Comparison of the physical performance of the roads during the first ten months of 1918 with that of the similar period in 1917, reduced to fundamentals, showed an increase in the number of ton-miles per mile of road per day, in number of tons per loaded car, in number of tons per freight train mile, in total ton-miles per freight locomotive per day. The constant purpose was to keep each locomotive and car employed to its capacity and to make each produce the maximum of ton-miles with the minimum of train, locomotive and car miles.

Highly important among the achievements of the Railroad Administration was the movement of troops. From the first of the year until November 10th there were transported over the roads 6,496,000 troops, an average of 625,000 per month, the troop movements requiring 193,000 cars of all types, with an average of twelve cars to the train. Outstanding features of the troop movement were that 1,785,000 men were picked up from 4,500 separate points and moved on schedule to their training camps, that 1,900,000 were brought into the crowded port terminals for embarkation without interference with the heavy traffic of other kinds already being handled there and in the adjacent territory, that 4,038,000 were carried an average distance of 855 miles, undoubtedly the largest long distance troop movement ever made. During one period of thirty days over twenty troop trains were brought each day into the port of New York. During the entire period from January to November including these huge troop movements there were but fourteen train accidents involving death or injury to the men.

To all the necessities of the wartime effort of the railroads—the enormously increased quantities of freight that had to be moved expeditiously and the transportation of troops—was added a considerable increase in the ordinary passenger traffic. Notwithstanding the earnest and repeated requests of the Railroad Administration that only necessary journeys should be taken by civilians, a request that was, indeed, very generally heeded, and the increase in passenger rates, the passenger traffic all over the country was much heavier than in any previous year, the increase amounting in the region east of Chicago to twenty-five per cent.

The efficient handling of all this enormous freight and passenger traffic was made possible by the policies that were adopted. The handling of the whole vast network of railroads as one system eliminated competition and the wasteful use of time, effort and equipment.
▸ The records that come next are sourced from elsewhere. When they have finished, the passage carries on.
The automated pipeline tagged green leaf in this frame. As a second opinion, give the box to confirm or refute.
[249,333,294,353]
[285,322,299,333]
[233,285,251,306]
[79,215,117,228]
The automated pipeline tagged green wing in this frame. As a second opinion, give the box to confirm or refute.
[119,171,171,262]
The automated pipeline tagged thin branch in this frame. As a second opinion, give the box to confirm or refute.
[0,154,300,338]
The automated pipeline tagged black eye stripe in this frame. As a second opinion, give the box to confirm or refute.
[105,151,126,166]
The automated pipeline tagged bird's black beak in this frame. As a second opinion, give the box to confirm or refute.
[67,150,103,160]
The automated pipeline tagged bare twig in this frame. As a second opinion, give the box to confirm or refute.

The previous usage of the roads in accepting freight at the convenience of the consignor without regard to the ability of the consignee to receive it had resulted in the appalling congestion of terminals and lines in the autumn of 1917. The Railroad Administration based its policy upon the principle that the consignee must be considered first and that if he could not receive the freight it was worse than useless to fill up switches and yards with loaded cars. In order thus to control traffic at its source a permit system was adopted which prevented the loading of traffic unless there was assurance that it could be disposed of at its destination. This policy proved to be the chief factor in the ability of the transportation system to meet the enormous demands upon it.
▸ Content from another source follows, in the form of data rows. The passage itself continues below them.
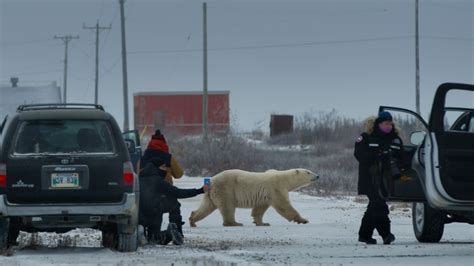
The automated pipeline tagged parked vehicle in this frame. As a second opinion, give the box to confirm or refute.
[379,83,474,242]
[0,104,139,252]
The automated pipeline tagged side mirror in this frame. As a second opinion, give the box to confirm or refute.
[410,131,426,146]
[125,139,137,153]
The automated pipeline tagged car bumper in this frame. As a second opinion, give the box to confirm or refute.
[0,193,138,217]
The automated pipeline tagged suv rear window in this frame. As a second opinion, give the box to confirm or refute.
[14,120,115,154]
Modification of demurrage rules and regulations induced more rapid unloading of cars and their quicker return to active use. Consolidation of terminals, both freight and passenger, greatly facilitated the handling of cars. Locomotives that could be spared were transferred from all parts of the country to the congested eastern region. Coördination of shop work increased the amount of repairs upon equipment that could be done and kept locomotives and cars in better condition while new ones were ordered and work upon them speeded. Rolling stock and motive power were economized by doing away with circuitous routing of freight and sending it instead by routes as short and direct as possible, a policy which saved almost 17,000,000 car miles in the Eastern and Northeastern Region.